The attacks by the SA don’t fail in their effect – the first Jewish shop announces a closing-down sale shortly after the day of the boycott. The family, however, repairs the display windows and carries on, as do most Jewish busi­nessmen. Ruth’s father, who came through World War I with an Iron Cross, acts on the premise that no further danger will befall him as a former frontline soldier. His brother-in-law, a furrier from Fürstenwalde, has fewer illusions. He emigrates two years later to New Zealand, where he purchases a farm.

At the close of 1933, the Adam family from Berlin is already in the process of preparing for exile. Fritz Adam and his brothers had previously taken over the firm S. Adam, which had been founded by their father Saul and which supplied the court during the Kaiser’s era. S. Adam had manufacturing, wholesale and retail outlets throughout Germany. Following the deaths of Fritz’s two older brothers and the retirement of another, a new business is formed called Sport Adam, of which Fritz is the sole owner. The business manufactures men’s, women’s and children’s clothing and sports gear.

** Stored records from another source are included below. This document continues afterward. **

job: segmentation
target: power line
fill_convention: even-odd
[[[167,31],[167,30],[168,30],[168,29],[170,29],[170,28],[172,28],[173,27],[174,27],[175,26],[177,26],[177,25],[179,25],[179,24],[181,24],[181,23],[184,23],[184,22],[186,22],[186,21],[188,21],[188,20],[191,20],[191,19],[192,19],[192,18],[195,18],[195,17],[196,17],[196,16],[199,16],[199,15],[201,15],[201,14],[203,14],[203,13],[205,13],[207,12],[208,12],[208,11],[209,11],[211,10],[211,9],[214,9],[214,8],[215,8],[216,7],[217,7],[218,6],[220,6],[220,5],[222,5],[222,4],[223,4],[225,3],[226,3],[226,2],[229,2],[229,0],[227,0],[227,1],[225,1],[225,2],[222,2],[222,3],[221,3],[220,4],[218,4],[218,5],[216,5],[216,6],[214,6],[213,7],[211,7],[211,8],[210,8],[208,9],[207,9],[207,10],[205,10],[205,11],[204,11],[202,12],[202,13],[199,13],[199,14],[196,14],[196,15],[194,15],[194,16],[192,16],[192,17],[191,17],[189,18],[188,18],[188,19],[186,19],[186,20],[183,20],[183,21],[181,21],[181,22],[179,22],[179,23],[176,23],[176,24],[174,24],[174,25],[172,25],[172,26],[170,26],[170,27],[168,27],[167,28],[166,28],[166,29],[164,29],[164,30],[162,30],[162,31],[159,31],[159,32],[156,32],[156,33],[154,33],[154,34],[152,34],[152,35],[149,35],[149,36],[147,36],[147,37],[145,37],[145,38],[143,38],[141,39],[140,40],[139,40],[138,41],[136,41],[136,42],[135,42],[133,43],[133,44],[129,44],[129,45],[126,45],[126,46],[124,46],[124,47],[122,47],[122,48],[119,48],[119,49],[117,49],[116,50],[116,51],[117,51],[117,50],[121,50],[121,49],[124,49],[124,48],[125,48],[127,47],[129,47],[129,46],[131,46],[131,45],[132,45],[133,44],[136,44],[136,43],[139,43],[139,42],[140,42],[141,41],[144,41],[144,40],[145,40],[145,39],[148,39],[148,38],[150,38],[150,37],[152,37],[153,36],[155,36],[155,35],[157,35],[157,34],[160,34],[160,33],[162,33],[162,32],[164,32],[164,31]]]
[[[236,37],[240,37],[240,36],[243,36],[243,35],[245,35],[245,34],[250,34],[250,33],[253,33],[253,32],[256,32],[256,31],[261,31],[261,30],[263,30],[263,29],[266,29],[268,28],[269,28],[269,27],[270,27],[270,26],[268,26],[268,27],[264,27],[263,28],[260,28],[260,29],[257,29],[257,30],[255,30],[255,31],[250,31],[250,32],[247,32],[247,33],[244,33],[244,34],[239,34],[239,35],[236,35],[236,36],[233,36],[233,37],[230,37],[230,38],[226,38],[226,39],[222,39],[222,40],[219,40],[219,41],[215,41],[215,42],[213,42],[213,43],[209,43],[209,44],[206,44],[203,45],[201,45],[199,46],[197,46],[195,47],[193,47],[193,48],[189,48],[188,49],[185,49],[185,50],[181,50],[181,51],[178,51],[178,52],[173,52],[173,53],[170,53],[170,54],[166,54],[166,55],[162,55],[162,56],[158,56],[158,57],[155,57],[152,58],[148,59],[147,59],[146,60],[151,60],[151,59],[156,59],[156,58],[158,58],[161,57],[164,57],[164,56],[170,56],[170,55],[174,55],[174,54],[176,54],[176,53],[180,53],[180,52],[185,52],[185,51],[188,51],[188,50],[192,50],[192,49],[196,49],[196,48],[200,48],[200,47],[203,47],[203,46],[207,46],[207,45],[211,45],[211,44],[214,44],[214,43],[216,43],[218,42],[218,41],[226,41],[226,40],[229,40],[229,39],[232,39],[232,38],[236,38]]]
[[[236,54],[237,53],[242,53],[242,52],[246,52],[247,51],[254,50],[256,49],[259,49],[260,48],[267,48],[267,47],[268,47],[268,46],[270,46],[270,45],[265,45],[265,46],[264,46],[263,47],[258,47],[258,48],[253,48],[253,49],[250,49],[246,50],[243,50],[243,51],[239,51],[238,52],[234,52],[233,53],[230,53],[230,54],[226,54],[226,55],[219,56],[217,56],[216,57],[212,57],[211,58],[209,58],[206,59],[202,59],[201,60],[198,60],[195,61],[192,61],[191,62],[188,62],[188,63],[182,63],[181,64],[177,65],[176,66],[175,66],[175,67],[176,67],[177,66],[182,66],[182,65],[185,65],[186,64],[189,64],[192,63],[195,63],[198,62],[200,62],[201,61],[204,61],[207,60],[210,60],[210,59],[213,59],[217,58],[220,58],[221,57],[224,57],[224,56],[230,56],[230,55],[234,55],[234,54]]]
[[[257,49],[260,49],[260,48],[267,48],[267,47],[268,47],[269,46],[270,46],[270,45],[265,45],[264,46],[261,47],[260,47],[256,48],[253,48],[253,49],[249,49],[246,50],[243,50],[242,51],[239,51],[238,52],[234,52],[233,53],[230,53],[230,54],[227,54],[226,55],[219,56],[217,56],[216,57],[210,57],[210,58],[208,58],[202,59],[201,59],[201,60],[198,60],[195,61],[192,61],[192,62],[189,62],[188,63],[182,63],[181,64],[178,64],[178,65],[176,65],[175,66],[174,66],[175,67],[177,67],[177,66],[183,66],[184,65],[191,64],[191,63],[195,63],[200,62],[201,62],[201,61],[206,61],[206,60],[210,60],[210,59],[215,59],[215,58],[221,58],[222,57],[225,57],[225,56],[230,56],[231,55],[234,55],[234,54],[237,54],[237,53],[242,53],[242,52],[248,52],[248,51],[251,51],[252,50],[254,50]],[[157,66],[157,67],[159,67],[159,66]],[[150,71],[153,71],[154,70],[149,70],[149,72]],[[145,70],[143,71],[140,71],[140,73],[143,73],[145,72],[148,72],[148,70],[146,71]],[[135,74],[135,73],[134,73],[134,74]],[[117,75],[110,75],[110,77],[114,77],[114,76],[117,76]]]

The family wishes to emigrate as quickly as possible. The decision results from an experience in the summer holidays. The parents own a property with a comfortable house, fields and orchard in Vorpommern (Western Pomerania), near Ueckermünde. One night this idyllic rural haven is suddenly disturbed by a group of Schutzstaffel (SS) henchmen and their father is arrested. He is released a short time later, however, and the family is forewarned: Christian friends in government circles have informed them of leadership plans to remove legal protection for Jews and Gypsies. Thanks to the episode in Vorpommern, the youngest child, 10-year-old Dietrich Adam, Dieter for short, leaves Germany before it is too late.

One lasting memory Dieter has is of a scurrilous incident involving some charlatans in front of a booth, who were ‘examining’ visitors’ heads because they could ‘feel’ what race people were from. When his sister was passing through the Christmas market in Potsdam Square, one of them put his hand on her head and declared emphatically, ‘And this here, ladies and gentlemen, is a typical Aryan girl!’

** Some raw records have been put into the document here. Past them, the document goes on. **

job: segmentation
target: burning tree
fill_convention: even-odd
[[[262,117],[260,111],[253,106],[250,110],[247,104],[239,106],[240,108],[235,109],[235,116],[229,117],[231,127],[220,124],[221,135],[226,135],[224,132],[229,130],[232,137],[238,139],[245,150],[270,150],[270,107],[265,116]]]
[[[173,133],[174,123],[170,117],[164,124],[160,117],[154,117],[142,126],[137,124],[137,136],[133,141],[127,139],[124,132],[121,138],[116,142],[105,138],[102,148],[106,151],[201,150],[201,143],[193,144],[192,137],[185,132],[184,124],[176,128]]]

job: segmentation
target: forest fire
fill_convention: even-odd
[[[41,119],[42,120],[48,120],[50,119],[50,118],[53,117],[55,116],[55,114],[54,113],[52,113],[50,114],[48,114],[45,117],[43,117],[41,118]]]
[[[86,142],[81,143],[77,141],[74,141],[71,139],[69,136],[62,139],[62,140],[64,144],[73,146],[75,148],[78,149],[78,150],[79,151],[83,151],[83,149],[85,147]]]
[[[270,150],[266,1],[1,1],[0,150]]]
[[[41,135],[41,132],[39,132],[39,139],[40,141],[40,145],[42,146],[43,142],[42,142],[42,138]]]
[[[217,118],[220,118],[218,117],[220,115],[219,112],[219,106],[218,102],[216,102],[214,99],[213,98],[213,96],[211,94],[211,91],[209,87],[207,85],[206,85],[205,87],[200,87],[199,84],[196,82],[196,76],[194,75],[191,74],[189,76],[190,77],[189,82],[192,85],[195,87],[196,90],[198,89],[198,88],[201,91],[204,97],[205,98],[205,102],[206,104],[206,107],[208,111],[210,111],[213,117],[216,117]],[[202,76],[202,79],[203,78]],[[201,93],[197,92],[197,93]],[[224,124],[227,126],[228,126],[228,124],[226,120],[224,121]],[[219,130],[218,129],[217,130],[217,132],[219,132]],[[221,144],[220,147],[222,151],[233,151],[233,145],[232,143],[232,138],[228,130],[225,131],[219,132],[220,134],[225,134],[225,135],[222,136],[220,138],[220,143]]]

And so 1933 draws to a close. The poet Stefan George dies in December in Minusio, near Locarno, Switzerland, not far from Karl Wolfskehl’s place of refuge. Having been denied the opportunity to see the ‘master’ one more time, Wolfskehl now stands at his graveside. A host of faithful admirers mourn with him, including Count Claus Schenk von Stauffenberg, who is later one of the assassins in the 20 July 1944 plot to kill Hitler.